CHENNAI: With rainforests being destroyed for the expansion
of fast food outlets and India’s vast cultural biodiversity being run over by
urbanisation, the Indian Biodiversity Congress (IBC) 2014 saw scientists,
academicians and activists from all over India coming together to discuss
various themes.
Over 750 delegates presented papers on climate change, food
security, taxonomy and cultural and linguistic linkages of biodiversity. The
focus of the conference this year was biodiversity for poverty alleviation.
The three-day conference, which started on December 18, was
organised by the Centre for Innovation in Science and Social Actions,
Thiruvananthapuram and CPR Environmental Education Centre, Chennai, along with
School of Public Health, SRM University, Chennai and Navdanya, New Delhi.

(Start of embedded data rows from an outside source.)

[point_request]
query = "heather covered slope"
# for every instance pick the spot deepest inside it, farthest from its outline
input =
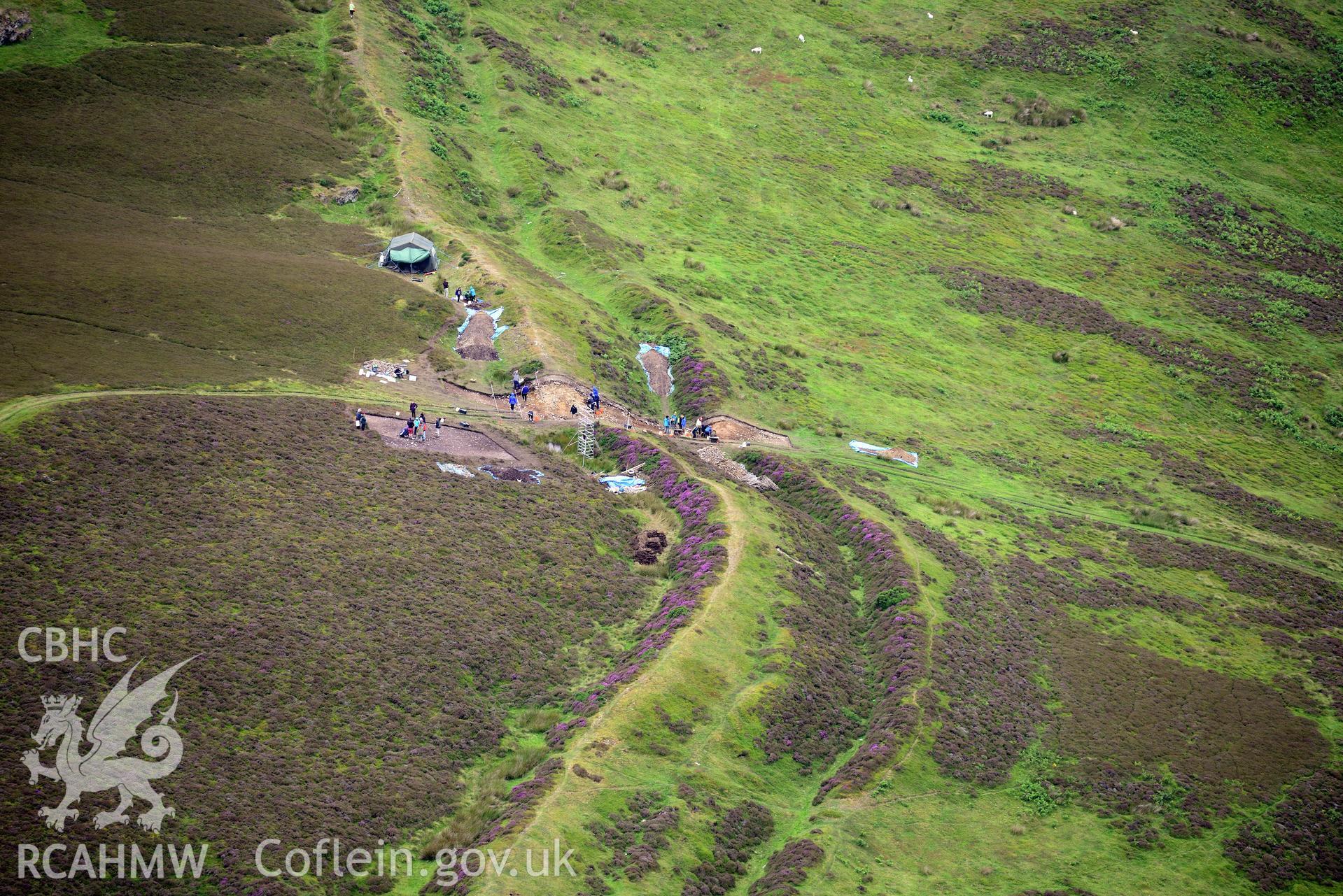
(356, 648)
(1091, 646)
(148, 215)
(1106, 317)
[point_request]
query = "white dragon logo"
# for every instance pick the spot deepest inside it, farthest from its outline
(102, 767)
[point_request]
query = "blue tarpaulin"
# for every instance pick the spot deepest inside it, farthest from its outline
(496, 314)
(622, 483)
(666, 353)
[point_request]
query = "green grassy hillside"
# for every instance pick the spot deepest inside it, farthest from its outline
(1090, 646)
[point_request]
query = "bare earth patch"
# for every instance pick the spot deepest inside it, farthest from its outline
(660, 372)
(477, 341)
(454, 440)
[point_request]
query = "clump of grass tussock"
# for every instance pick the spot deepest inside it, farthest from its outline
(539, 719)
(1162, 518)
(950, 507)
(463, 828)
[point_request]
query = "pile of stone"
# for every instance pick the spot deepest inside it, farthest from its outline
(647, 546)
(732, 470)
(15, 26)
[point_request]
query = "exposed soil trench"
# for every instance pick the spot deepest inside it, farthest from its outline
(477, 341)
(660, 372)
(453, 440)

Biodiversity as the need of the hour is recognised by all,
and as chief project director of Tamil Nadu Biodiversity Conservation and
Greening Project R K Ojha put it: it is
no longer for compulsion but is now a compulsion. “With India harbouring nearly
seven per cent of the recorded species of the world, representing four of the
34 globally identified biodiversity hotspots, it is a vast repository of
traditional biological knowledge resource,” said K Rosaiah, Governor of Tamil
Nadu, who inaugurated the conference. “Nearly 200 million people are dependent
on forests for their livelihood, and the joint forest management should aim at
regenerating forests through involvement of local communities.”
“We are dredging the top soil and it takes 500 years to
create one inch of new top soil,” said Nandita Krishna, director of CPR
Environmental Education Centre, lamenting on how acres of land are being used
for cattle to be raised for slaughter. “Animal farming should instead be used
to alleviate hunger,” she said. The objective of IBC is to formulate a vision
and alternate strategic plan for the conservation of biodiversity in the
context of the prevailing concept of ‘development at any cost’.